Sebastian Ebel (born 11 March 1963 in Braunschweig) is a German manager and the CEO of TUI Group since October 2022. From 2007 to 2020, he was President of the sports club Eintracht Braunschweig.

==Life==
He completed his Abitur (High school) at the Gauss School in Braunschweig. He then studied economics in Braunschweig and Marburg. He is married, has five children and lives in Braunschweig.
In 1987, Ebel began his professional career as a trainee at Salzgitter AG. After Salzgitter was integrated into the Preussag Group, he was managing director of the Talkline Group. In 1997 he became Head of Telecommunications at VIAG AG in Munich. In 1998, he returned to Preussag Group as a divisional director of the subsidiary Hapag Touristik Union GmbH. In July 1999, Ebel became a member of the board of directors of TUI Deutschland GmbH, which was renamed on 1 January 2003 to TUI Group and belonged to Preussag AG. From January 2001 to 31 August 2006, he was a member of the board of directors of the former Preussag AG, which was renamed to TUI AG in 2002, where he was responsible for the departments of controlling, IT, new media, central purchasing a business travel.
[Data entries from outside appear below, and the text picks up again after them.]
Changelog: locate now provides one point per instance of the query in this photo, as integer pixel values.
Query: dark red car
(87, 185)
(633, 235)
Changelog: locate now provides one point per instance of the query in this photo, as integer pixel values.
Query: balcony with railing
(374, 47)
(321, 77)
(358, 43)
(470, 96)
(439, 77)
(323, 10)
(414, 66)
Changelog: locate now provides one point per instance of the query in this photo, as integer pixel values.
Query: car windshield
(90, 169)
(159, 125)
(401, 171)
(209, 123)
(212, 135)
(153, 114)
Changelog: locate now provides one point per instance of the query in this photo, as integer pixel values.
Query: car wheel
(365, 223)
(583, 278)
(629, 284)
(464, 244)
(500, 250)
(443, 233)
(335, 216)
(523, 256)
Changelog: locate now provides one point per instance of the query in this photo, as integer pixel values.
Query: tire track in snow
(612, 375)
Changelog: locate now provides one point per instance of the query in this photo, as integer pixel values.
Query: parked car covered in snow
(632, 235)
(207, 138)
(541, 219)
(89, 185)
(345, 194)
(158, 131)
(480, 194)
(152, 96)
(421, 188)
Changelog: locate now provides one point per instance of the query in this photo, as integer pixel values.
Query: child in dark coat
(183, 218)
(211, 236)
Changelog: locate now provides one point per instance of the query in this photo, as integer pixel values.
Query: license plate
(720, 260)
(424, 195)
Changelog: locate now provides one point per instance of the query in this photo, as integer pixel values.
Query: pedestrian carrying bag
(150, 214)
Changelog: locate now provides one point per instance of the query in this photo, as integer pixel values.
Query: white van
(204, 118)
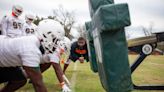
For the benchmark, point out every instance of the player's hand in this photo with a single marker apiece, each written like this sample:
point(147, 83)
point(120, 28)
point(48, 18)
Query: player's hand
point(66, 80)
point(65, 88)
point(81, 59)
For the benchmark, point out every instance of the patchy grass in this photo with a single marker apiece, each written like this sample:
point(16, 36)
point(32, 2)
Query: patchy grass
point(151, 71)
After disagreements arose, he left the board of TUI AG on 1 September 2006.
After leaving TUI, he founded Eves Information Technology AG in Braunschweig on 1 January 2007, and became chairman of the supervisory board. He is now the managing director of, the since then founded, Eves Unternehmensberatung GmbH.
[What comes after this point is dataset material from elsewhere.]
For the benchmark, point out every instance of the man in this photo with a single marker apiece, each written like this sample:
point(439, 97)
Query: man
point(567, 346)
Since 15 May 2008, Ebel, as board member, took over the management of category management and controlling at Auto-Teile-Unger, and since 1 October 2008, he has also been responsible for the areas of finance, investor relations, IT and logistics. On 1 October 2009, he gave up the finance department, which he had headed as an interim solution. after his contract with Auto-Teile-Unger expired in April 2011, he moved on to Vodafone Germany as CFO on 1 April 2011, replacing Volker Ruloff. On 1 February 2013, he and his close confidante Felix Joussen returned to TUI AG as "Operating Performance Directors".

==Presidency of Eintracht Braunschweig==
On 3 December 2007, Ebel was unanimously elected to succeed Gerhard Glogowski as President of Eintracht Braunschweig. In addition, he had been chairman of the supervisory board of Eintracht Braunschweig GmbH & Co. KGaA since the company was spun off on 8 April 2008. Together with managing director Soeren Oliver Voigt, he is following a strict consolidation course and is largely responsible for the reduction of old debts (formerly €5 million). Consequently, the club was granted the license for the 2. Bundesliga for the season without any hesitation. In his first term in office, Eintracht Braunschweig managed to get promoted to the 2. Bundesliga six games before the end of the 2010–2011 season. In addition, Ebel campaigned for the expansion and conversion of the Eintracht Stadium. At the AGM on 5 December 2011, he was unanimously re-elected as president. In his second term, Eintracht Braunschweig was promoted to the 1. Bundesliga by the end of the 2012–2013 season. Ebel was once again unanimously re-elected President at the AGM after his second term. On 16 July 2020, Ebel resigned as president of Eintracht Braunschweig.